The ayahuasca told me to forgive myself and everyone else in my dreams. What followed next was this extraordinary wave of freedom and peace, causing me to sob tears of joy. I was no longer carrying the weight of those feelings, or the stories and the meaning that accompanied them.

During my first retreat, I sought clarity about my relationship, which was in trouble, but instead I found clarity about everything else in my life. Although I was initially frustrated by this, I realized in the months that followed that I had gained the tools and courage to make the difficult decision to leave a deeply unhealthy situation that no longer served me.

A year later, I returned to Rythmia and found my second experience with ayahuasca markedly different. By this time, I was already going through my divorce, but the fear that had once held me back was completely gone. I felt a profound connection and trust with myself; my inner voice had become my closest ally. I drank much more ayahuasca this time — seven, eight, sometimes nine cups a night. But despite the increased dosage, the experience was far less intense and much more gentle. The medicine seems to only give you what you can handle, quietly knowing what is needed to be unearthed and felt.

My real transformation happened not at the retreat but after I returned to my daily life. The unnecessary baggage I had been carrying started to fall away. My head was connected to my heart again and my purpose in life became clearer. I found deeper connections with others. I rediscovered a love for my work that I hadn’t felt in years.

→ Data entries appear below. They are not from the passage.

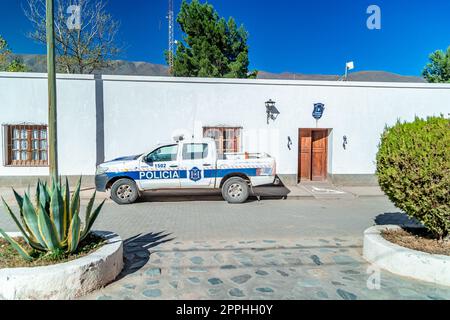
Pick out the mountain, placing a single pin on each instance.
(37, 63)
(364, 76)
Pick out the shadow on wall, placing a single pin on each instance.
(137, 250)
(396, 218)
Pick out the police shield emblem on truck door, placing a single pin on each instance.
(195, 174)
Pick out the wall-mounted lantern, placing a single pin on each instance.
(271, 110)
(319, 108)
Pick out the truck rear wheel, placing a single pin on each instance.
(124, 191)
(235, 190)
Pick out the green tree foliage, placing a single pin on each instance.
(438, 69)
(413, 168)
(212, 46)
(7, 62)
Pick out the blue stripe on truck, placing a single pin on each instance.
(179, 174)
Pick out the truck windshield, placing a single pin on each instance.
(195, 151)
(164, 154)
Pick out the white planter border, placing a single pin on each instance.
(403, 261)
(68, 280)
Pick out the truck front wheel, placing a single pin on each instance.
(235, 190)
(124, 191)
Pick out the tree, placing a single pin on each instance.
(7, 61)
(81, 49)
(438, 69)
(211, 46)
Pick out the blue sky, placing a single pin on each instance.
(316, 36)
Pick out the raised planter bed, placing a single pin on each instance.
(68, 280)
(403, 261)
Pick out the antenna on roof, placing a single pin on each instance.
(171, 19)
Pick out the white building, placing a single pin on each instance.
(104, 117)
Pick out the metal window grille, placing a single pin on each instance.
(26, 145)
(228, 140)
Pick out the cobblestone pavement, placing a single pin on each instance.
(325, 268)
(203, 248)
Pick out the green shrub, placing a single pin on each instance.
(413, 169)
(52, 224)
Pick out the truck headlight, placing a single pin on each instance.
(101, 170)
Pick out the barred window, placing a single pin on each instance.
(228, 140)
(26, 145)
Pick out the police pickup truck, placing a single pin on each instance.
(186, 164)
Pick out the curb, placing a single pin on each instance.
(402, 261)
(68, 280)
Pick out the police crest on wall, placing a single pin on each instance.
(319, 108)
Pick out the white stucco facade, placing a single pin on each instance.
(138, 112)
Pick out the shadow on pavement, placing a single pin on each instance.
(136, 250)
(396, 218)
(264, 192)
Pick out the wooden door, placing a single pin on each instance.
(313, 157)
(319, 155)
(305, 155)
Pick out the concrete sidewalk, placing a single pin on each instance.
(328, 191)
(320, 191)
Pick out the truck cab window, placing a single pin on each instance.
(195, 151)
(163, 154)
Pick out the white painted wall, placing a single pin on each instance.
(23, 98)
(140, 112)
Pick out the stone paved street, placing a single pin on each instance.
(178, 248)
(326, 268)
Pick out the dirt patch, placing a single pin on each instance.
(417, 239)
(9, 258)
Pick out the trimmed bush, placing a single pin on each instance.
(413, 169)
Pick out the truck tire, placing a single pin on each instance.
(235, 190)
(124, 191)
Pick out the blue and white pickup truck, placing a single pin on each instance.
(186, 164)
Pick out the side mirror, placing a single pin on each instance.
(147, 159)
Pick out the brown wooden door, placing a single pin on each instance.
(313, 149)
(305, 155)
(319, 155)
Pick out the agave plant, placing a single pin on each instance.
(52, 224)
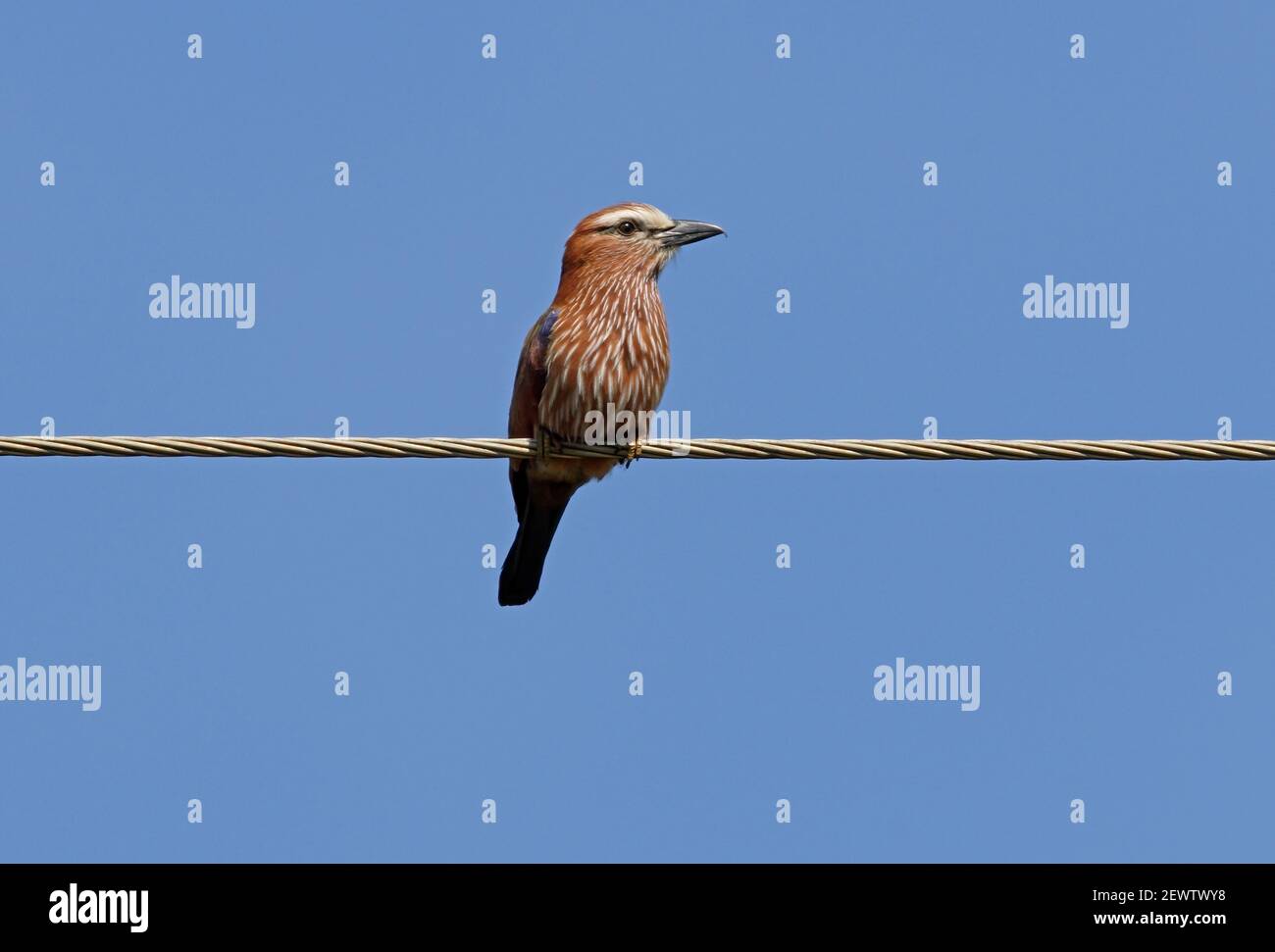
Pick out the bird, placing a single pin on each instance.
(600, 344)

More importantly, I found a sense of peace within myself — my emotional availability was wide open. The fear and self-doubt that had pained me were completely eradicated, the self-awareness I felt was so strong and I could genuinely trust myself and my intuition again — something I had long forgotten how to do.

I plan to continue this journey of selfexploration by returning to Rythmia annually. I know there are more layers to peel back. It’s easy to think you’re doing the work when you’re in therapy or working with coaches, but ayahuasca cuts through all the BS and cracks you open in the most beautiful way. It’s said that “the only way out is through confronting your fears and feelings,” so as the most difficult moments pass, they leave you feeling lighter than ever, feeling whole, completely resolved and healed.

The most important lesson I’ve learned is to truly love, accept, trust and forgive myself. To tap into my heart and to listen to my inner voice and intuition, which is stronger than ever. Ayahuasca taught me that true forgiveness comes from deep within one’s soul, and that the greatest act of surrendering is through profound acceptance.

So, perhaps what I’m feeling now is freedom — pure, unadulterated freedom — selflove and gratitude for my life experiences. Just as Mary Oliver’s poem suggested, the darkness that once enveloped me was not a curse but a profound gift. It took courage to look within myself to understand that the darkness I feared was merely the path to finding my own light.